Erdogan ma receptę na bezrobocie. Co "firma ma do stracenia"?

Erdogan ma receptę na bezrobocie. Co "firma ma do stracenia"?
Erdogan ma receptę na bezrobocie. Co "firma ma do stracenia"?
TVN 24
Prezydent Turcji podczas wizyty w StambuleTVN 24

Recep Tayyip Erdogan często jest krytykowany przez środowiska biznesowe za interwencjonizm. W niedzielę prezydent Turcji oświadczył, że gdyby każde przedsiębiorstwo zatrudniło jednego bezrobotnego, przyczyniłoby się to do rozwiązania problemu bezrobocia.

W czasie konferencji o zdrowiu i bezpieczeństwie pracy, odbywającej się w Stambule, szef państwa zwrócił się do głównej organizacji pracodawców, giełd TOBB i stowarzyszenia izb handlowych. "TOBB liczy obecnie prawie 1,5 mln członków. A teraz posłuchajcie, gdyby każdy z nich zatrudnił jedną osobę, to co to oznacza? Pracę dla 1,5 mln bezrobotnych" - oznajmił.

Straty i zyski

Prezydent pytał też retorycznie, co "firma ma do stracenia", zatrudniając jedną osobę. "Czy ją to zrujnuje? Przeciwnie, zyska" - argumentował.

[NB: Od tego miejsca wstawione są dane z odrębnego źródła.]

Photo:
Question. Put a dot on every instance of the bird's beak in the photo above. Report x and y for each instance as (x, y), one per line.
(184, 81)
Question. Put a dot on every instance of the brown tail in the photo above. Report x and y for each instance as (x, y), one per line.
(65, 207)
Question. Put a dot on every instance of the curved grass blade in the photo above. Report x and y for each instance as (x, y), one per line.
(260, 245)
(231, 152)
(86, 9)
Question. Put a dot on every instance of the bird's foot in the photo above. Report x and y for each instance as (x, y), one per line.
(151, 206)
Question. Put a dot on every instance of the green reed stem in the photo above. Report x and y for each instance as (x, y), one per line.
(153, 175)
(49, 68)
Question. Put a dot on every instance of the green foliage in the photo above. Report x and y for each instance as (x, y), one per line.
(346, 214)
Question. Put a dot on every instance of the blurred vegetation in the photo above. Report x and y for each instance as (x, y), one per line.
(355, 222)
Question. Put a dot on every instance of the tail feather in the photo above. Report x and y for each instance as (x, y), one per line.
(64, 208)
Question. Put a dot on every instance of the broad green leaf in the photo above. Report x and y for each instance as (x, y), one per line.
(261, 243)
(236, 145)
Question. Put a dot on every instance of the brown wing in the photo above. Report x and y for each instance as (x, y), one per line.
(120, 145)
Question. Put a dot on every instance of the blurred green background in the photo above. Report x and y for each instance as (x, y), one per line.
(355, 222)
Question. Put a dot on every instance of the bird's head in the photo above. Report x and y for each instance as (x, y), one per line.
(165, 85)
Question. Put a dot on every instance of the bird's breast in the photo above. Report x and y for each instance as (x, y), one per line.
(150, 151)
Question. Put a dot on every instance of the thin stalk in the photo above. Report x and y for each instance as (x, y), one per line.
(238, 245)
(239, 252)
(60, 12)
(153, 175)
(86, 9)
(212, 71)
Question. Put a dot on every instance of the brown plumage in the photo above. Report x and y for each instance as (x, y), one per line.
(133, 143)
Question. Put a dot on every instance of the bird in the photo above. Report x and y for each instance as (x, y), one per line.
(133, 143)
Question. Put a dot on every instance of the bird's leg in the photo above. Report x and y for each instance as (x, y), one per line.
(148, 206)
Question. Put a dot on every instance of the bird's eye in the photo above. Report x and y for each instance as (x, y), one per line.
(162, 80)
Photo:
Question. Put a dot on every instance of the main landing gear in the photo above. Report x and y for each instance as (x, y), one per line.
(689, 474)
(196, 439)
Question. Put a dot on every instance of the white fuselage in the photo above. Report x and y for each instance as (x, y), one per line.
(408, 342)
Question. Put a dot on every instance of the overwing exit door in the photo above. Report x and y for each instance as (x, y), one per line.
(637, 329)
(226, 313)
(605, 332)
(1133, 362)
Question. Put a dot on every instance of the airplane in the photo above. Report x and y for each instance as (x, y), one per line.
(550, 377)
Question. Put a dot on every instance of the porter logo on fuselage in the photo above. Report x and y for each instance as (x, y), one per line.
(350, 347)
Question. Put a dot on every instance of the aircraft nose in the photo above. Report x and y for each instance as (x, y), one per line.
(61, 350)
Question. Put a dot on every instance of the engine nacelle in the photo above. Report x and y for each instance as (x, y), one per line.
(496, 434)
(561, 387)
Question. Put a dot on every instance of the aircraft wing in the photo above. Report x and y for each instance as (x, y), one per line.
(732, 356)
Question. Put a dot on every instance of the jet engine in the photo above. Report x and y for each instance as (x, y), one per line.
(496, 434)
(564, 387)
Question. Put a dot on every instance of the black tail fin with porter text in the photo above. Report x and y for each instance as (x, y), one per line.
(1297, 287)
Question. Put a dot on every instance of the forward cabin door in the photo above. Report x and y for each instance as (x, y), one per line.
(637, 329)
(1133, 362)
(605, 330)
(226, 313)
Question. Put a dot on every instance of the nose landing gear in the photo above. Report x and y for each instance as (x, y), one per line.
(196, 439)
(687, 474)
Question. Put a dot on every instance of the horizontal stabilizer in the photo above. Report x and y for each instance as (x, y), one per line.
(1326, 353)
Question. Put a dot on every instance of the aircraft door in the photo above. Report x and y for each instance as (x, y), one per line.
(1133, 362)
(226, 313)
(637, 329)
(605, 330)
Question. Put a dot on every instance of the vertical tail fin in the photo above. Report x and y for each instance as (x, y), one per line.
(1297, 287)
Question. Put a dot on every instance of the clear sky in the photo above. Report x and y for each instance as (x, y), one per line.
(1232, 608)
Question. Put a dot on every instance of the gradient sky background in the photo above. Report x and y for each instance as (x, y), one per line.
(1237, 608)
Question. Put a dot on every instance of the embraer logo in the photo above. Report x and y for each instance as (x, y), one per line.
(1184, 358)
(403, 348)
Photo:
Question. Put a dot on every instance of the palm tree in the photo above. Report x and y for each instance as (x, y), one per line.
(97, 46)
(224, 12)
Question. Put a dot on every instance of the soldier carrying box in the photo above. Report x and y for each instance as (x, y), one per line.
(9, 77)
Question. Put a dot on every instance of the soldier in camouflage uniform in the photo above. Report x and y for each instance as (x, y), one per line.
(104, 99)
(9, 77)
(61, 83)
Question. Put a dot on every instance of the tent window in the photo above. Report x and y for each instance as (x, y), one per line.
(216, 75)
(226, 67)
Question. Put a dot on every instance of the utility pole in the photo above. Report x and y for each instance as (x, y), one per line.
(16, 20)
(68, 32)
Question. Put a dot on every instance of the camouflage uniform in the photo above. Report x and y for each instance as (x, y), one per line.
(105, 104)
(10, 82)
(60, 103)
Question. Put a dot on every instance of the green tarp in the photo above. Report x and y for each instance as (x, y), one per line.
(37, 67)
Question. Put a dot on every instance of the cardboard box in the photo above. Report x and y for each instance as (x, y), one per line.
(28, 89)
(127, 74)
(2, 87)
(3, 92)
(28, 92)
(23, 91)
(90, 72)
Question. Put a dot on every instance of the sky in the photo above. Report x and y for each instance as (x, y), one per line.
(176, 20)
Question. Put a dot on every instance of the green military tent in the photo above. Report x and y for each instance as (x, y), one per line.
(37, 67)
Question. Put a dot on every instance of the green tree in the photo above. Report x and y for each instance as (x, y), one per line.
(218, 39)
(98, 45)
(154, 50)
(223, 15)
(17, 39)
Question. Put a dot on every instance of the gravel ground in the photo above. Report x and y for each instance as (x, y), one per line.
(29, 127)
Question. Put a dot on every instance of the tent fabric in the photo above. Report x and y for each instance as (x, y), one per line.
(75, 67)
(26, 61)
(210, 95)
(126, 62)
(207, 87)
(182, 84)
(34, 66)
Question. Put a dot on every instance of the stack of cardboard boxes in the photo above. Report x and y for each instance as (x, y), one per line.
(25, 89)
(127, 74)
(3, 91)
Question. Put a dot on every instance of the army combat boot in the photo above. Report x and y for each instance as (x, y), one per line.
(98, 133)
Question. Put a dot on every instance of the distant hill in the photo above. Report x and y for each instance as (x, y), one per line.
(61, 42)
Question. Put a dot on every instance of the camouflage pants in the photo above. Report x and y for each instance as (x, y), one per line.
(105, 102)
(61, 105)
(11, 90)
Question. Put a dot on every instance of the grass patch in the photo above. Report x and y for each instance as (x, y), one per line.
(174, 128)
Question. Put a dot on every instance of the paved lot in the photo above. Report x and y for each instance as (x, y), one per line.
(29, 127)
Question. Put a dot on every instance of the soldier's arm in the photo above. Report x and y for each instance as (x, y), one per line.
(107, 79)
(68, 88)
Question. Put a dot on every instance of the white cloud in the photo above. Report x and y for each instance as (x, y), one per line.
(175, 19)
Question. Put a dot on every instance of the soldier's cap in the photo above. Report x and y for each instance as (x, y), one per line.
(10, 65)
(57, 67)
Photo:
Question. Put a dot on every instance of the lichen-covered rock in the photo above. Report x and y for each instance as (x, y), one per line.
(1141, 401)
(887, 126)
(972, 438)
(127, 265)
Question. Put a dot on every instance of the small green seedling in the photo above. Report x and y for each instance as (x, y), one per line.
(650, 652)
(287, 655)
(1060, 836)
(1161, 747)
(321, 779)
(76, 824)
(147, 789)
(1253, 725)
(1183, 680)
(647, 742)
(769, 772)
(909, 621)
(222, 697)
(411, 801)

Oskarżany często o populizm prezydent Turcji był krytykowany przez środowiska biznesowe m.in. za powtarzające się apele do kierownictwa banku centralnego o obniżenie stóp procentowych, co może doprowadzić do wzrostu inflacji.

Po dekadzie dynamicznego wzrostu turecka gospodarka wyhamowała. Od 2012 roku: inflacja i deficyt publiczny pozostają na wysokim poziomie, a bezrobocie według tureckiego urzędu statystycznego wynosi 11,1 proc.